Стихотворение Лерм<онтова> «Договор» – чудо как хорошо, и ты прав, говоря, что это глубочайшее стихотворение, до понимания которого не всякий дойдет; но не такова ли же и большая часть стихотворений Лермонтова? Лермонтов далеко уступит Пушкину в художественности и виртуозности, в стихе музыкальном и упруго-гибком; во всем этом он уступит даже Майкову (в его антологических стихотворениях); но содержание, добытое со дна глубочайшей и могущественнейшей натуры, исполинский взмах, демонский полет – с небом гордая вражда{282} – всё это заставляет думать, что мы лишились в Лермонтове поэта, который по содержанию шагнул бы дальше Пушкина. Надо удивляться детским произведениям Лермонтова – его драме, «Боярину Орше» и т. п. (не говорю уже о «Демоне»): это не «Руслан и Людмила», тут нет ни легкокрылого похмелья, ни сладкого безделья, ни лени золотой, ни вина и шалостей амура, – нет, это – сатанинская улыбка на жизнь, искривляющая младенческие еще уста, это «с небом гордая вражда», это – презрение рока и предчувствие его неизбежности. Всё это детски, но страшно сильно и взмашисто. Львиная натура! Страшный и могучий дух! Знаешь ли, с чего мне вздумалось разглагольствовать о Лермонтове? Я только вчера кончил переписывать его «Демона», с двух списков, с большими разницами, – и еще более вник в это детское, незрелое и колоссальное создание. Трудно найти в нем и четыре стиха сряду, которых нельзя было бы окритиковать за неточность в словах и выражениях, за натянутость в образах; с этой стороны «Демон» должен уступить даже «Эдде» Баратынского; но – боже мой! – что же перед ним все антологические стихотворения Майкова или и самого Анакреона, да еще в подлиннике?

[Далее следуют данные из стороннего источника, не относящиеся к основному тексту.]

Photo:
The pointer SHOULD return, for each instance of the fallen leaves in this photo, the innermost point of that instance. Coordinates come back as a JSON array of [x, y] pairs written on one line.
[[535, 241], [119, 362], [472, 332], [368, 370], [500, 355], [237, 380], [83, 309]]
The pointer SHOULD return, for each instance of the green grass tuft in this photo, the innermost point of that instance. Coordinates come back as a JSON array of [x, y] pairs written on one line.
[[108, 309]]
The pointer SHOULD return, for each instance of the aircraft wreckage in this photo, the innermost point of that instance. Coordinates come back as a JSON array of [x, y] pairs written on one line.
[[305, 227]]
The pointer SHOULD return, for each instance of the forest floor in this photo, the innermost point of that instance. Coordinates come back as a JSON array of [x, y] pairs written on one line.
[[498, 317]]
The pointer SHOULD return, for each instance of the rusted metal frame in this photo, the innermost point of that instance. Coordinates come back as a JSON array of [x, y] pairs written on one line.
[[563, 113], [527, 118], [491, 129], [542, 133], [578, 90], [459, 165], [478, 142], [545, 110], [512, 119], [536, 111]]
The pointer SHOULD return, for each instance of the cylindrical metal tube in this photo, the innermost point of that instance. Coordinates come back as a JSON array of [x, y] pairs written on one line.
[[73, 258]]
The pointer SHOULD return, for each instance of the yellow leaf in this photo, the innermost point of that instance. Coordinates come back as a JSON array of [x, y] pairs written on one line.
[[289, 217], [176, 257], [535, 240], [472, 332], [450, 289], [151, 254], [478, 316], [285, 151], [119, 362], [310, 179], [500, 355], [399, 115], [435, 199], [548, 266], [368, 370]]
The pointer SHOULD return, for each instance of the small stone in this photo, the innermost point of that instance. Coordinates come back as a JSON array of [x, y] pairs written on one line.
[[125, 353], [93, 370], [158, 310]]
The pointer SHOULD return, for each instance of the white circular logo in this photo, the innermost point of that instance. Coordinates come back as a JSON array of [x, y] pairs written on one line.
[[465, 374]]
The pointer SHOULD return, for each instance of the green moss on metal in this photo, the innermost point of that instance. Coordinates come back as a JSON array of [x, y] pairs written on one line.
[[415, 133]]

Да, Боткин, глуп я был с моею художественностию, из-за которой не понимал, что такое содержание. Но об этом никогда довольно не наговоришься. Обращаюсь к «Договору»: эта пьеса напечатана не вполне; вот ее конец:
Так две волны несутся дружно
Случайной, вольною четой
В пустыне моря голубой:
Их гонит вместе ветер южный,
Но их разрознит где-нибудь
Утеса каменная грудь…
И, полны холодом привычным,
Они несут брегам различным,
Без сожаленья и любви,
Свой ропот сладостный и томный,
Свой бурный шум, свой блеск заемный
И ласки вечные свои…
Сравнение как будто натянутое; но в нем есть что-то лермонтовское.{283}
Со мною сделалась новая болезнь – не шутя. Ноет грудь, но так сладко, так сладострастно… Словно волны пламени то нахлынут на сердце, то отхлынут внутрь груди; но эти волны так влажны, так освежительны…{284} Ощущение это давно мне знакомо; но никогда оно не бывало у меня так глубоко, так чувственно, так похоже на болезнь. Особенно овладело оно мною, пока я писал «Демона». Странный я человек: иное по мне скользнет, а иное так зацепит, что я им только и живу. «Демон» сделался фактом моей жизни, я твержу его другим, твержу себе, в нем для меня – миры истин, чувств, красот. Я его столько раз читал – и слушатели были так довольны…
А знаешь ли что? Да что и говорить – знаешь… Оттого-то я так и люблю говорить с тобою, что не успеешь сказать первого слова, как ты уже выговариваешь второе…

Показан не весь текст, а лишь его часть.